Del verde al negro: el incendio de Ávila, el peor de la historia de España

El incendio de Ávila ha dejado un paisaje de 160 kilómetros marcado por la ceniza, el humo y la destrucción. Pinares, pastos y laderas han quedado reducidos a una extensión ennegrecida que rodea pueblos, fincas y explotaciones ganaderas. En medio de este escenario, los vecinos intentan recuperar la normalidad mientras afrontan las consecuencias de un fuego que todavía mantiene abiertas muchas heridas.

Un paisaje convertido en ceniza

Recorrer el perímetro del incendio es atravesar una sucesión casi interminable de montes calcinados. El verde ha desaparecido de buena parte del paisaje y ha sido sustituido por el negro de la ceniza y los restos de vegetación quemada.

Las grandes rocas graníticas, características de esta zona de Ávila, también han quedado cubiertas por el humo y el calor. En algunos puntos sobreviven pequeñas manchas verdes, auténticas islas de vegetación que han quedado rodeadas por el terreno arrasado por las llamas.

El humo sigue presente en los pueblos

En las localidades afectadas, el incendio continúa formando parte del día a día. El humo permanece atrapado en los valles y se introduce en las calles, las viviendas y los negocios. Las mascarillas han vuelto a formar parte de la rutina de muchos vecinos, mientras las montañas ennegrecidas recuerdan a cada momento la magnitud de la catástrofe.

En ocasiones, la humareda impide incluso distinguir el relieve. Cuando se disipa, deja al descubierto las marcas que el fuego ha dibujado sobre las laderas.

Vecinos que defendieron sus casas frente a las llamas

Durante la emergencia, algunos vecinos decidieron permanecer en sus localidades pese a las evacuaciones. Con mangueras, cubos, tractores y cualquier recurso disponible, intentaron frenar el avance del fuego hacia sus viviendas y fincas.

En muchos casos lograron salvar sus propiedades. Ahora muestran muros chamuscados, jardines secos y los límites de los terrenos donde consiguieron detener las llamas. Lo hacen sin grandes discursos, todavía agotados y conscientes de que estuvieron a escasa distancia de perderlo todo.

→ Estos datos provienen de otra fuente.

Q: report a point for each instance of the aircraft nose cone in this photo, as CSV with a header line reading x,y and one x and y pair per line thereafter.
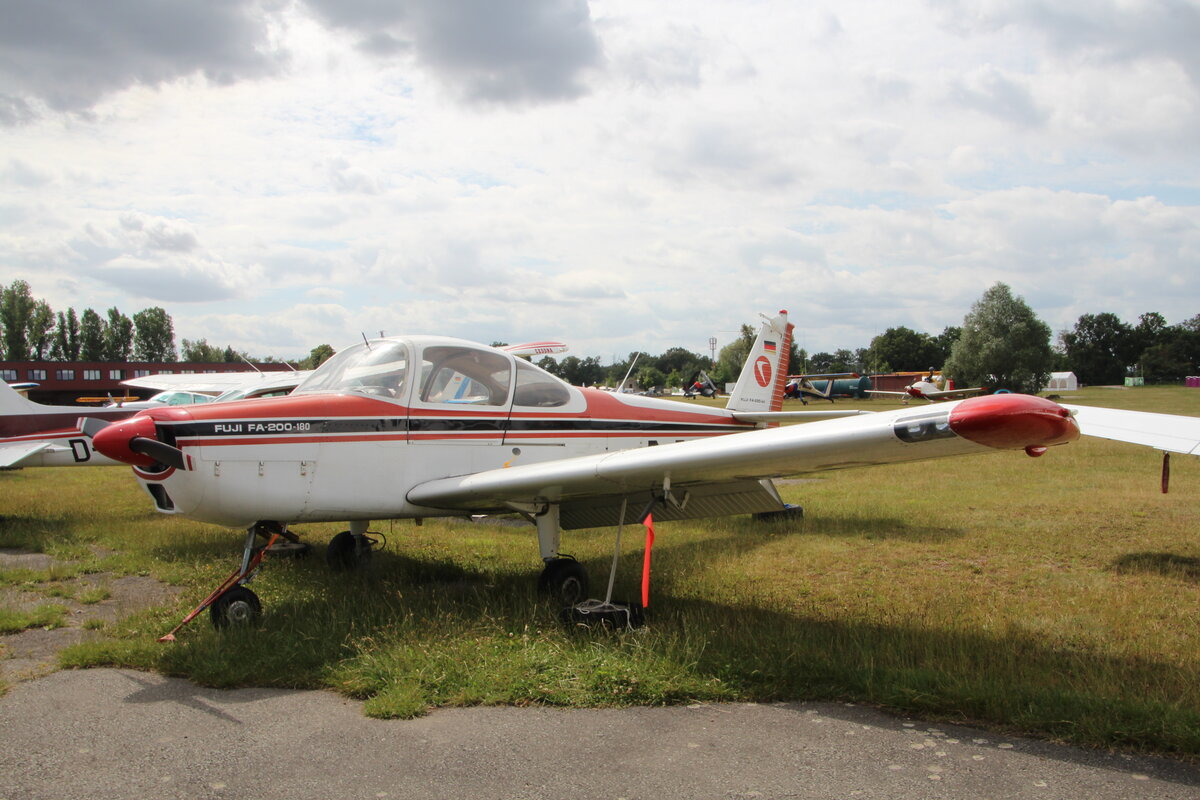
x,y
1013,421
114,439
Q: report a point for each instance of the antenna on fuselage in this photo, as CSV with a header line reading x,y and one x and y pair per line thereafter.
x,y
625,379
251,366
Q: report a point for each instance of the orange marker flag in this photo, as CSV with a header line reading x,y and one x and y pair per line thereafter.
x,y
646,563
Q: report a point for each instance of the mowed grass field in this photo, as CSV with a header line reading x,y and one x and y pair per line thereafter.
x,y
1054,596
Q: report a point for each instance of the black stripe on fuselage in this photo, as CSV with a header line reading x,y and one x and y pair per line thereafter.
x,y
431,425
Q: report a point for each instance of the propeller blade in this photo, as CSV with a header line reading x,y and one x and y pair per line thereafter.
x,y
160,451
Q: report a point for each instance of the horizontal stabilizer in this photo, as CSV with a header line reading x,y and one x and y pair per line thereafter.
x,y
1167,432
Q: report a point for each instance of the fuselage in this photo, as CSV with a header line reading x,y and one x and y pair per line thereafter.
x,y
353,446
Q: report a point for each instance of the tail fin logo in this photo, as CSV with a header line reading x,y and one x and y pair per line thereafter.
x,y
762,371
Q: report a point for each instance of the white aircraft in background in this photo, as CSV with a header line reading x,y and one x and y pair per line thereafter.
x,y
424,426
33,434
927,389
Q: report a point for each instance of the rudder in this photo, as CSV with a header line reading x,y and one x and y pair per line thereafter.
x,y
760,386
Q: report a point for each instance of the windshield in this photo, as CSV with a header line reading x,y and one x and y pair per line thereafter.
x,y
377,368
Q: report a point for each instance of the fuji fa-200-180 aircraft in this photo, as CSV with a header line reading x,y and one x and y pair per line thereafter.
x,y
424,426
928,389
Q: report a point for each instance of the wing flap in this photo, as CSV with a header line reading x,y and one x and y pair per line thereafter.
x,y
705,500
1167,432
11,455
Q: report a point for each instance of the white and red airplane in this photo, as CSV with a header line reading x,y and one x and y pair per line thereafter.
x,y
424,426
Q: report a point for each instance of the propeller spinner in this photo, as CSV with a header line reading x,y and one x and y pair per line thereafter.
x,y
136,441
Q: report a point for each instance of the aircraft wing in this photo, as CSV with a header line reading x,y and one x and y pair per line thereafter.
x,y
207,383
12,453
1167,432
946,394
796,416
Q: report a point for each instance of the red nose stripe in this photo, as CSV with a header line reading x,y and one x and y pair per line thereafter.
x,y
1013,421
114,440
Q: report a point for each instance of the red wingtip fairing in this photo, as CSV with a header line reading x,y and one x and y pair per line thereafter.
x,y
114,440
1014,422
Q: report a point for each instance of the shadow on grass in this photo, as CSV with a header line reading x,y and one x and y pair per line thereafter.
x,y
433,632
33,533
1169,565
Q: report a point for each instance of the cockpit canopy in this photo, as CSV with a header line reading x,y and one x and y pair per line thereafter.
x,y
437,371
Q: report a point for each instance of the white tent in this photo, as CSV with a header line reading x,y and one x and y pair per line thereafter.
x,y
1062,382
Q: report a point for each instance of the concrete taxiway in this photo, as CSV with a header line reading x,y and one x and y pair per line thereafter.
x,y
114,733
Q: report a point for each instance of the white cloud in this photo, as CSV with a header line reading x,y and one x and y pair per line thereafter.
x,y
616,174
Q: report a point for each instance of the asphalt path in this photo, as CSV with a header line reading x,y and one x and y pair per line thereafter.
x,y
115,733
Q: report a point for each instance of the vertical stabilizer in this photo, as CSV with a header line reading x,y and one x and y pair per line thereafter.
x,y
760,386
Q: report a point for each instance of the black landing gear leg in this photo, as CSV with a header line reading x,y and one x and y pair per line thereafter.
x,y
351,549
233,602
563,578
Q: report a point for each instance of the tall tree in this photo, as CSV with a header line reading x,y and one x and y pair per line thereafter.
x,y
66,337
1099,348
41,331
904,349
16,310
93,336
154,338
118,336
733,356
1002,344
945,342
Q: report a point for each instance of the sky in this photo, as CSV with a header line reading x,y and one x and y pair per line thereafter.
x,y
615,174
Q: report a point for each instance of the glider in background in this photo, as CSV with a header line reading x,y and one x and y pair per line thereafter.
x,y
421,426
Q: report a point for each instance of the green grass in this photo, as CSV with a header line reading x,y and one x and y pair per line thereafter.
x,y
45,615
1055,596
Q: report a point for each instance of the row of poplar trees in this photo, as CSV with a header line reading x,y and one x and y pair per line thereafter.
x,y
31,331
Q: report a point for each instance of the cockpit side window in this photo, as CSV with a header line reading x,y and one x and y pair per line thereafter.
x,y
538,389
465,376
379,368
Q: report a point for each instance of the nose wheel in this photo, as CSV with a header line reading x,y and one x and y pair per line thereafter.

El ganado, rodeado por el terreno calcinado

El incendio también ha alterado la vida de las explotaciones ganaderas. Las reses permanecen en fincas rodeadas por un paisaje completamente quemado, con los pastos consumidos y dificultades para acceder al agua y al alimento.

Sus propietarios buscan caminos seguros para llegar hasta los animales y mantenerlos atendidos en un entorno que ha cambiado por completo tras el paso del fuego.

Casavieja, un oasis entre las llamas

Casavieja se ha convertido en uno de los principales símbolos de la devastación causada por el incendio, que ha arrasado más de 50.000 hectáreas y todavía no está controlado.

El fuego rodeó el municipio por prácticamente todos sus costados. Algunos vecinos que decidieron no marcharse aseguran que no se arrepienten de haber permanecido allí y explican cómo, unidos, consiguieron evitar que las llamas destruyeran numerosas viviendas y fincas.

El núcleo urbano permanece en pie, rodeado por un paisaje ennegrecido. Algunas viviendas y negocios han sufrido daños, mientras el entorno que durante años había sostenido buena parte de la vida del municipio ha quedado transformado.

El miedo ahora mira al futuro

Con el fuego todavía presente y el paisaje cubierto de ceniza, los vecinos ya comienzan a preguntarse qué ocurrirá después.

La preocupación alcanza al turismo, los alojamientos rurales, los bares y las explotaciones ganaderas. También a una economía estrechamente vinculada a un monte que ahora ha desaparecido en buena parte bajo las llamas.

El temor es que, cuando se retire el humo y los equipos de emergencia abandonen la zona, la atención sobre estos municipios también disminuya.

Por eso, entre las cenizas, se repite una petición: que no se olviden de ellos.

El incendio ha dejado 160 kilómetros de terreno marcado por la destrucción. Detrás de cada ladera negra hay una vivienda que se salvó por poco, una explotación que debe volver a levantarse y pueblos enteros que ahora intentan imaginar su futuro sobre un paisaje que ya nunca volverá a ser el mismo.